RA Dr. Hans-Peter Löw, Partner, Allen & Overy, Frankfurt/M.

Ein Urteil des LAG Düsseldorf hat am 18. 1. 2011 Düsseldorf (Az. 8 Sa 1274/10, DB0402780) für Aufsehen und eine entsprechende Berichterstattung in der Presse gesorgt: Sieht ein Tarifvertrag nach dem Lebensalter gestaffelte Urlaubsansprüche vor, so stellt dies eine unzulässige Altersdiskriminierung dar. Betroffene Arbeitnehmer haben einen Anspruch auf Angleichung nach oben und damit auf Urlaub nach der höchsten Altersstufe. Das folge aus dem Grundsatz der effektiven und wirksamen Durchsetzung von EU-Rechtsvorgaben.

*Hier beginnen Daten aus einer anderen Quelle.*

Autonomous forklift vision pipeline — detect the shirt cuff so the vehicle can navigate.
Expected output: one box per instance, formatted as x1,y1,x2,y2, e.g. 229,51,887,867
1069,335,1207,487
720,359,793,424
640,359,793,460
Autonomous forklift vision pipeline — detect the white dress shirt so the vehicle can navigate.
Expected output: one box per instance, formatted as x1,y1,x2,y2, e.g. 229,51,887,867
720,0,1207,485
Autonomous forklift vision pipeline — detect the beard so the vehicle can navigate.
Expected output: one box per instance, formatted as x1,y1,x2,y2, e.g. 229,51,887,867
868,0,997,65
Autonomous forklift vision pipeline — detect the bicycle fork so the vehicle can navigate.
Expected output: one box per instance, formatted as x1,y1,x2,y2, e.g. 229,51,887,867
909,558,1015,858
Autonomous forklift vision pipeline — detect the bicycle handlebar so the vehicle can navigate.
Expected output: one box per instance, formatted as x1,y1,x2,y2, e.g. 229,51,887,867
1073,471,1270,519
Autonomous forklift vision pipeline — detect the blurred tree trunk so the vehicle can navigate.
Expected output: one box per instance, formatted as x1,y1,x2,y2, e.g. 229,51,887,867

Konkrete Folge der Entscheidung ist zunächst, dass jeder einzelne Mitarbeiter einen Anspruch auf die höchste Zahl der Urlaubstagestaffelung im Tarifvertrag hat ganz egal, wie alt er ist.

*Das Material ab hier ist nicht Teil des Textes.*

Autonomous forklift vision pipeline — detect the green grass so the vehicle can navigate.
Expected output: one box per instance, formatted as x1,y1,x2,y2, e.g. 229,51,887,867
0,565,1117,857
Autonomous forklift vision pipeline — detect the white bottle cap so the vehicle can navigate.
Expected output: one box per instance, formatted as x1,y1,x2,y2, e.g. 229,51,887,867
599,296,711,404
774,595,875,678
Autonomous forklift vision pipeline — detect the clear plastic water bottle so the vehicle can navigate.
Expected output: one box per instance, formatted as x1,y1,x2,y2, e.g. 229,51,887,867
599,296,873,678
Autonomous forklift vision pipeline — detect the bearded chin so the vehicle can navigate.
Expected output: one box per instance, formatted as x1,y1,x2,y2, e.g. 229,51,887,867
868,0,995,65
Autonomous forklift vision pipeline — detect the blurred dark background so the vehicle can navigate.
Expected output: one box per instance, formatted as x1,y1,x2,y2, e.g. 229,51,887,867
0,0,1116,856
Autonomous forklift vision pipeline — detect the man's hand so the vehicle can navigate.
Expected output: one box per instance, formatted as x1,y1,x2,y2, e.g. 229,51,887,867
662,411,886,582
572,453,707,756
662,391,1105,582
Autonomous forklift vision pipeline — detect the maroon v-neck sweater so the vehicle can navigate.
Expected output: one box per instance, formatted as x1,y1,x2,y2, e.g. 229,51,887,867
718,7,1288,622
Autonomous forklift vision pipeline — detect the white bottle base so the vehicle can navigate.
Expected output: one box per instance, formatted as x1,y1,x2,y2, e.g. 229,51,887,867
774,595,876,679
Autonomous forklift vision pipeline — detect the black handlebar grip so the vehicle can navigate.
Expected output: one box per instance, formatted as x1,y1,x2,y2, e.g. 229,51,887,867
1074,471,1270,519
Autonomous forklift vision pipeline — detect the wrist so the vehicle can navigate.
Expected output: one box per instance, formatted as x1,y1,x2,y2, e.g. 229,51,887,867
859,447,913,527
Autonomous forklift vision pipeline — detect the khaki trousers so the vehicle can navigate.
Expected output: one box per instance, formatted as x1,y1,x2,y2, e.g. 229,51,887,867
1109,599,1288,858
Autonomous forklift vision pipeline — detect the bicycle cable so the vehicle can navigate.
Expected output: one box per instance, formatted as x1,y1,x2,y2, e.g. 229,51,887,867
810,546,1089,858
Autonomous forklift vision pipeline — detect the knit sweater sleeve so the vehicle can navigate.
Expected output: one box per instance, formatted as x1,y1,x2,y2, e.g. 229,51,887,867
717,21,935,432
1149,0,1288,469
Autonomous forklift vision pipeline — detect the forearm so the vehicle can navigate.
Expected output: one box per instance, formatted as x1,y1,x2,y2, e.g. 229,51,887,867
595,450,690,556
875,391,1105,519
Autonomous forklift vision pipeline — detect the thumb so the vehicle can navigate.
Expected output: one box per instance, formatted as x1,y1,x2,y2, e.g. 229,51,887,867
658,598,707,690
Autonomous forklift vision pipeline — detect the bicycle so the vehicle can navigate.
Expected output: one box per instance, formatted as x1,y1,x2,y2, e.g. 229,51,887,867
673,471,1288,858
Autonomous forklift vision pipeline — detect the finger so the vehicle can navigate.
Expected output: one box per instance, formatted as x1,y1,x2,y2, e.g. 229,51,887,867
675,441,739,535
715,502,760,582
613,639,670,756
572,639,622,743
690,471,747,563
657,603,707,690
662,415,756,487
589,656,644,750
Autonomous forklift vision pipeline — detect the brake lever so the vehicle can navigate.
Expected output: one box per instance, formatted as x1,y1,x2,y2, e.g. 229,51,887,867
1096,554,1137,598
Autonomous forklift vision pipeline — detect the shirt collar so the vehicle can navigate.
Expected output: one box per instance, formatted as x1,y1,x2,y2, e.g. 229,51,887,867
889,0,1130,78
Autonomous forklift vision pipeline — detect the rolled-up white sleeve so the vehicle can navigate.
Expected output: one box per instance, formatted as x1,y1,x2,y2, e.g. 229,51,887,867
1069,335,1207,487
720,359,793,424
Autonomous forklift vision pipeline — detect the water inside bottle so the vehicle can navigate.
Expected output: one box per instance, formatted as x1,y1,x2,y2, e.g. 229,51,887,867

Für 2010 können Arbeitnehmer noch entsprechend mehr Urlaubstage nachträglich verlangen, unabhängig von ihrem Alter. Das Urteil gilt zwar direkt nur für den von der Entscheidung betroffenen Tarifvertrag – namentlich den Manteltarifvertrag des Einzelhandels in NRW. Die Entscheidungsgründe sind aber verallgemeinerungsfähig: Immer dann, wenn ein Tarifvertrag Leistungen nach dem Alter differenziert, bedarf diese Unterscheidung einer Rechtfertigung nach dem Allgemeinen Gleichbehandlungsgesetz.

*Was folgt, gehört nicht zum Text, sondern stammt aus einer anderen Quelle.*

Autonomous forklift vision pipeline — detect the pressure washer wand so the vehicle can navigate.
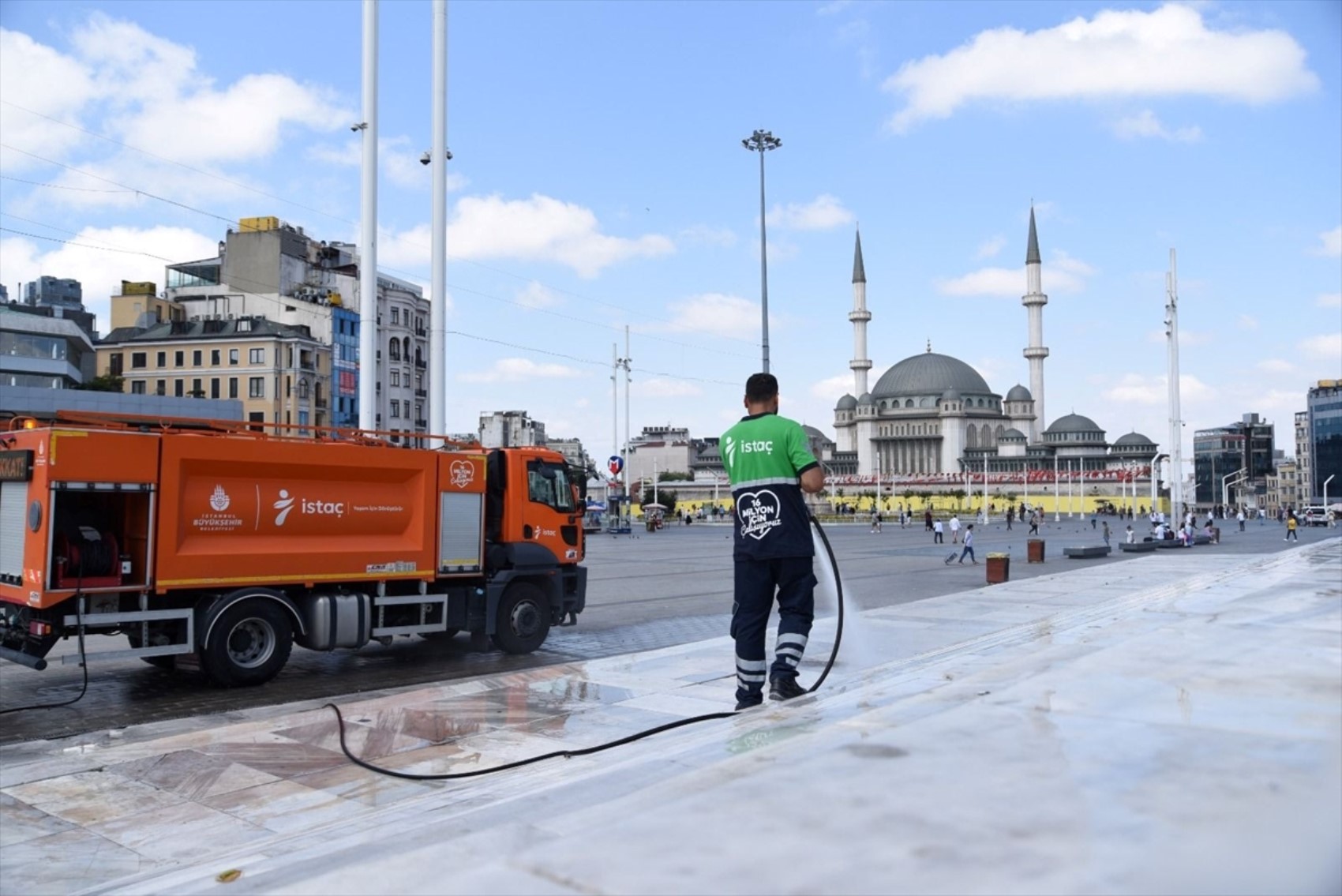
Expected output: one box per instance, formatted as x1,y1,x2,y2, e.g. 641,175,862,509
807,514,843,693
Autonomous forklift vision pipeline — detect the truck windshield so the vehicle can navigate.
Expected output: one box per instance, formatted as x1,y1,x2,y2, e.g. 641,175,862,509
526,460,573,514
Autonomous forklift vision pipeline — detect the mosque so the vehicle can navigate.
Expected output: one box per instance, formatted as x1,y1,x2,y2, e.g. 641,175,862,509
827,208,1156,478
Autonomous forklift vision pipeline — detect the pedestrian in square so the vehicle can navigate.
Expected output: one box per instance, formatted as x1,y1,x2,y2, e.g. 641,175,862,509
960,523,978,564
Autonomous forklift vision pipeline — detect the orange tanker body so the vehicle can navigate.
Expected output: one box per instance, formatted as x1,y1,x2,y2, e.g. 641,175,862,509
0,414,587,684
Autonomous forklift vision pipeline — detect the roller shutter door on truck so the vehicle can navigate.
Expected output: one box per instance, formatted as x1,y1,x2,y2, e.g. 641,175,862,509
0,482,28,582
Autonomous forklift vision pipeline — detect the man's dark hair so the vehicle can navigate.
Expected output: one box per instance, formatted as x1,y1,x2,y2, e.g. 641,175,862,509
746,373,778,403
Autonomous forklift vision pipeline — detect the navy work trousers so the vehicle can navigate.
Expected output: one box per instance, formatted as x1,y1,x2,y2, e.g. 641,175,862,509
732,557,816,702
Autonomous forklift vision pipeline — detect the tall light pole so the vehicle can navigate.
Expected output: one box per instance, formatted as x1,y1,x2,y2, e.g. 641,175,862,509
740,130,782,373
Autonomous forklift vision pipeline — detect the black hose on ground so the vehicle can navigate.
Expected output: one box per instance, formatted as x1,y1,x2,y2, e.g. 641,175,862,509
322,516,843,781
0,587,88,715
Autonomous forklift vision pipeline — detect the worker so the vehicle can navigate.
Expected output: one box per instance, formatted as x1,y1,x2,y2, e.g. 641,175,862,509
721,373,826,710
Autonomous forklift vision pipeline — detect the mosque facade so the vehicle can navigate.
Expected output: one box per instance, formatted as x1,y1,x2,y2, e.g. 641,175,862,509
830,208,1156,478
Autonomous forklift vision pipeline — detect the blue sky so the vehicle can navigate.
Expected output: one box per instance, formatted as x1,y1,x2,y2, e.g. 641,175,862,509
0,0,1342,457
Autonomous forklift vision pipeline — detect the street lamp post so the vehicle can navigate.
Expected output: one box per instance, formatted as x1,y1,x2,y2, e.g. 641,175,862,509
740,130,782,373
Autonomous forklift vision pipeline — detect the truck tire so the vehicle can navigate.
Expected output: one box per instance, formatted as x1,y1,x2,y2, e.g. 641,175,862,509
200,598,294,688
494,582,550,653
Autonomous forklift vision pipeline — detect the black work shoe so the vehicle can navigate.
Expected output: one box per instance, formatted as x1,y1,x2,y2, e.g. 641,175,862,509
769,675,807,700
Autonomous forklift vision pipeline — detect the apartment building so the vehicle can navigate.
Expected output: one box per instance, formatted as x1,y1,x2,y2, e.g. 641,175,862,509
165,217,431,440
96,317,332,426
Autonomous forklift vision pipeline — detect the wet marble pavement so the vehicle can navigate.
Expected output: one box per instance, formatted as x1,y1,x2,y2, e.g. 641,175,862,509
0,539,1342,894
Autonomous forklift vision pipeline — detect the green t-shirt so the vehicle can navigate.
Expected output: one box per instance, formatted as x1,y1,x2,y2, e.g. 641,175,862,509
719,413,816,560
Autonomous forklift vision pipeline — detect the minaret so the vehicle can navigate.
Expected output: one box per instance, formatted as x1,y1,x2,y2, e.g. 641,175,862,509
1020,204,1048,443
848,231,871,396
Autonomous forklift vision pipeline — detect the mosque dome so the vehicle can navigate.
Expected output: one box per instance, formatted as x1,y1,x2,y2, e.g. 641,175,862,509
872,351,992,399
1114,432,1156,448
1044,413,1104,445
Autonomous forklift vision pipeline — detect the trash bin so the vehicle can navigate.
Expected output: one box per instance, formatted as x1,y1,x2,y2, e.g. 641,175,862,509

Eine der unmittelbar durch die Entscheidung aus Düsseldorf betroffenen Tarifvertragsparteien – der Handelsverband Deutschland (HDE) – hat bereits angekündigt, gegen die Entscheidung vom 18. 1. 2011 vorzugehen und Revision beim BAG einzulegen. Das ist auch gut so: Soweit ersichtlich hatte bislang nur das LAG Berlin-Brandenburg (Urteil vom 24. 3. 2010 – 20 Sa 2058/09) einen ähnlichen Fall zu entscheiden und war zu einem anderen Ergebnis gekommen: Es hatte in der tarifvertraglichen Staffelung der Urlaubsansprüche zwar auch eine Diskriminierung gesehen, diese aber für gerechtfertigt gehalten, da Arbeitnehmer mit zunehmendem Alter hinsichtlich ihres Erholungs- und Wiederherstellungsbedürfnisses schutzbedürftiger seien als jüngere Arbeitnehmer. Insofern wird sich alles auf die Frage zuspitzen, wann eine auf Grundlage des Lebensalters getroffene Unterscheidung gerechtfertigt ist und wann nicht.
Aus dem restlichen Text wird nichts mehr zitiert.